Pesquisas, ações e resistência da APEOESP inspiram mestrado sobre professores paulistas

Por: Ana Maria Lopes

 

As pesquisas realizadas pela APEOESP e a assistência jurídica oferecida pelo Sindicato aos seus associados são temas da tese de mestrado que a professora Anna Paula Artero Vilela acaba de defender na Unesp de Presidente Prudente.

Em 146 páginas, a tese "Trabalho e adoecimento: uma análise do professorado paulista sob a perspectiva da geografia" explica como o ambiente escolar vem se transformando em um fator de sofrimento para professores, submetidos à precarização nas formas de contratação e total degradação do trabalho docente.

A pesquisadora analisou as pesquisas sobre saúde do professor e qualidade do ensino, realizadas pelo Sindicato, e também processos jurídicos relativos ao adoecimento e ao desrespeito aos direitos trabalhistas da categoria. "É possível verificar, por exemplo, que Leis, Decretos e Resoluções podem estar contribuindo significativamente com o agravamento das condições de saúde dos docentes", explica.

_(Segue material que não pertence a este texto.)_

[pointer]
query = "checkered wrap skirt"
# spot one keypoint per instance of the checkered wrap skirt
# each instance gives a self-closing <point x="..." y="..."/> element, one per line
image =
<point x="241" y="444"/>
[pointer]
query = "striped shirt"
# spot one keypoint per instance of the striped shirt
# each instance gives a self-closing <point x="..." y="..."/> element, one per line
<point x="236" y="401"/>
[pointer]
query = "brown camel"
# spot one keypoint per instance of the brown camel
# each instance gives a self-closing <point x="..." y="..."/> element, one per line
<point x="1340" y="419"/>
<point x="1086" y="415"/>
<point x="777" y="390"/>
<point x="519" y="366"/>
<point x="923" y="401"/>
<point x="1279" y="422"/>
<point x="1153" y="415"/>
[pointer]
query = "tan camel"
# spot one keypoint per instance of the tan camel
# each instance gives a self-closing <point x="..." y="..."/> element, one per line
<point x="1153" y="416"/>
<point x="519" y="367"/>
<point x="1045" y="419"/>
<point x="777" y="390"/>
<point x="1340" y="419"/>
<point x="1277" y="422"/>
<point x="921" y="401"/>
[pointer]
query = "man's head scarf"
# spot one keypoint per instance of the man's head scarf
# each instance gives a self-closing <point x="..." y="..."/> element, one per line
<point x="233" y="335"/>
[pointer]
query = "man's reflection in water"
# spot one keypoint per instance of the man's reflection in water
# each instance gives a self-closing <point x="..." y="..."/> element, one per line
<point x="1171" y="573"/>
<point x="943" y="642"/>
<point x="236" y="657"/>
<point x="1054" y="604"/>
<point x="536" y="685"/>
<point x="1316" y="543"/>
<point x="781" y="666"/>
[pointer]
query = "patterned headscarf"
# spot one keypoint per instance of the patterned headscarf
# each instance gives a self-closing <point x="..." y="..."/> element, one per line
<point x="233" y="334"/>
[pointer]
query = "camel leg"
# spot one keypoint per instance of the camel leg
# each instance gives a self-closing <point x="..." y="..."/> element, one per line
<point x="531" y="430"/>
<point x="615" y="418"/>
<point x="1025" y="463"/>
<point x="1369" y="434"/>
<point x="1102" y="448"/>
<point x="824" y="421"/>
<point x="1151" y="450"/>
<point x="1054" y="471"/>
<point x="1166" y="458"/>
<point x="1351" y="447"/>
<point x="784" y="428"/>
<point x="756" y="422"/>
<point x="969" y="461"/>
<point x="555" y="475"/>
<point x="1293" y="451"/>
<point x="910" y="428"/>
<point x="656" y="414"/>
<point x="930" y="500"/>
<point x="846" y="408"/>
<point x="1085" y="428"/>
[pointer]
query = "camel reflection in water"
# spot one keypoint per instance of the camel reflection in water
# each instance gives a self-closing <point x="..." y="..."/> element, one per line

A tese descreve 21 processos, que envolvem a vida funcional de 64 professores, representados em processos individuais ou coletivos. "O aparato jurídico que foi construído no Estado de São Paulo contribui para a precarização, enfraquecimento, fragmentação e adoecimento de uma classe que havia conquistado direitos, a partir, das lutas pós-ditadura e que estão se perdendo a cada nova lei complementar, a cada novo decreto, a cada nova resolução e, principalmente, a cada nova política", explica a pesquisadora.

Anna Paula também avalia em seu mestrado a atuação da APEOESP no enfrentamento destas questões e as lutas sindicais para atender as demandas decorrentes deste cenário.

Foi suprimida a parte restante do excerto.